Relationship between the ESR1 expression asymmetry (rESR1) and two phenotype parameters: the scoliosis angle (Cobb angle) or the Progression Risk Factor (PRF). The two phenotype parameters, denoting the scoliosis magnitude and the scoliosis deterioration risk, respectively, revealed minimal values in patients presenting symmetry of ESR1 expression (rESR1 of about 1).

The observed asymmetry of ESR1 expression might result from mechanical loads applied to the muscles located on either side of the spinal curvature in mechano-transduction. This phenomenon may occur in muscle cells and consists of the conversion of mechanical energy into chemical signals that can cause modification of the expression of certain genes, including the ESR1 gene [6,15]. In 2013, Kim et al. [34] described a spatial model of the musculoskeletal system, which consisted of a simplified trunk model, lumbar spine, pelvis, and muscles combined with an optimization technique to calculate muscle forces in upright and isometric forward flexed posture. The researchers stated that when the muscles are properly activated, they maintain posture and stabilize the lumbar spine.

We report a correlation between the Cobb angle value or the PRF coefficient value against the degree of asymmetry of the ESR1 expression level. Analysis of the relationship between phenotype-related parameters, namely the Cobb angle or the coefficient of progression (PRF) versus the asymmetry of ESR1 expression levels showed that with increasing Cobb angle or increasing PRF value, the asymmetry between the level of ESR1 expression on the convex side versus the concave side increased. The detected correlations were statistically significant and arranged in a specific way, as illustrated in Figure 4. The lowest values of the Cobb angle or the PRF were found for the ESR1 ratio = 1, corresponding to symmetrical ESR1 expression.

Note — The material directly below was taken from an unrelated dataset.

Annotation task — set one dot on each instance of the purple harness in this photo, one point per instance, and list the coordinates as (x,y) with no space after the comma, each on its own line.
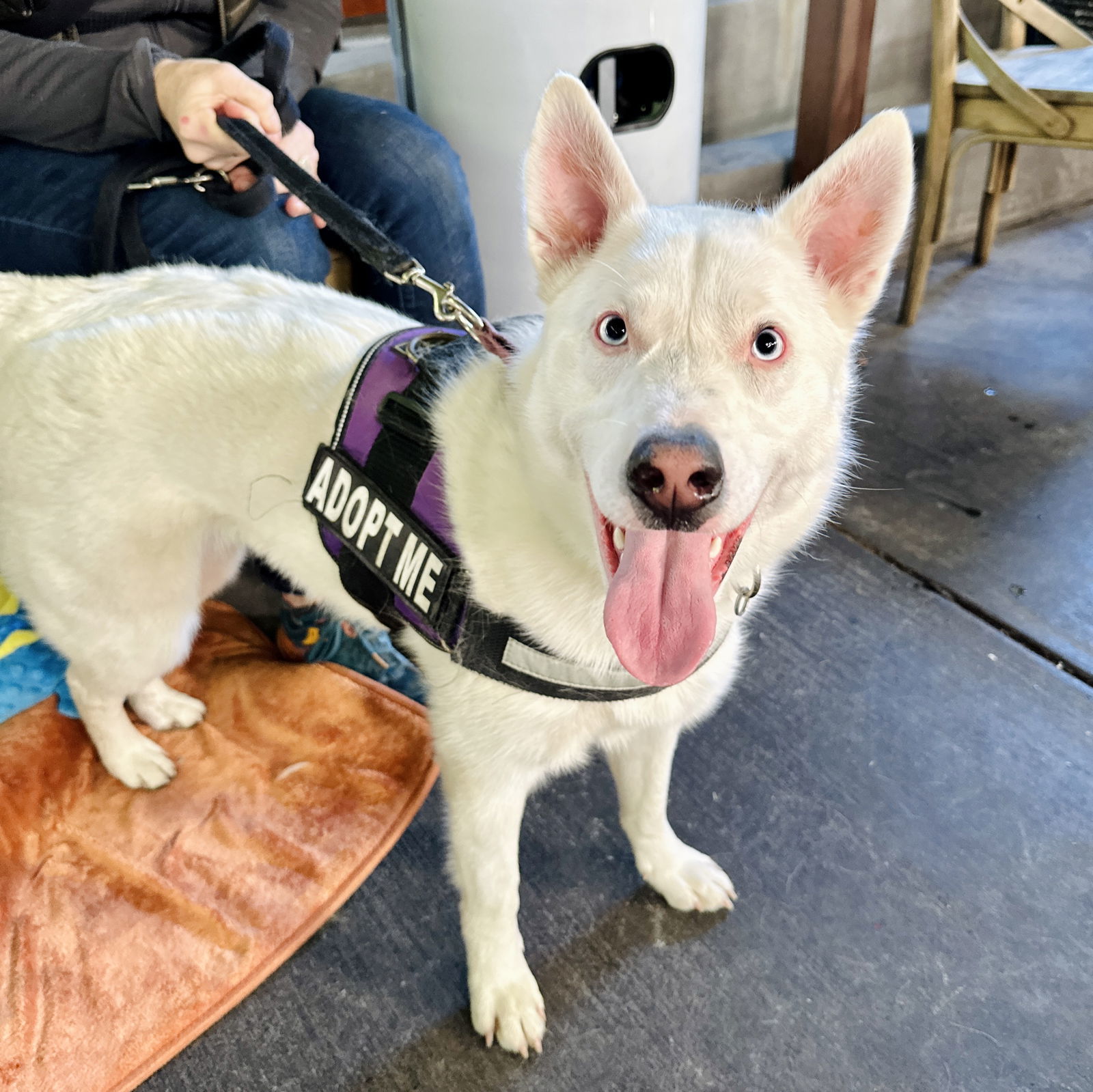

The asymmetry of ESR1 expression might be related to the asymmetry of muscular load on either side of scoliosis. These observations may expand our knowledge about the ESR1 and ESR2 expression in paravertebral muscles and the muscles’ role in the pathomechanism of scoliosis. The current state of knowledge does not allow to settle whether the muscles changes are primary or secondary to developing spine deformity.

5. Conclusions

Two types of estrogen receptors are present in the deep paravertebral muscles of patients with idiopathic scoliosis. Their expression was found to be asymmetrical around the apex of the principal scoliosis curvature. The expression asymmetry was revealed to be related to the magnitude of the scoliotic deformity as well as to scoliotic deformity progression. These findings may contribute to understanding the etiopathogenesis of IS in children.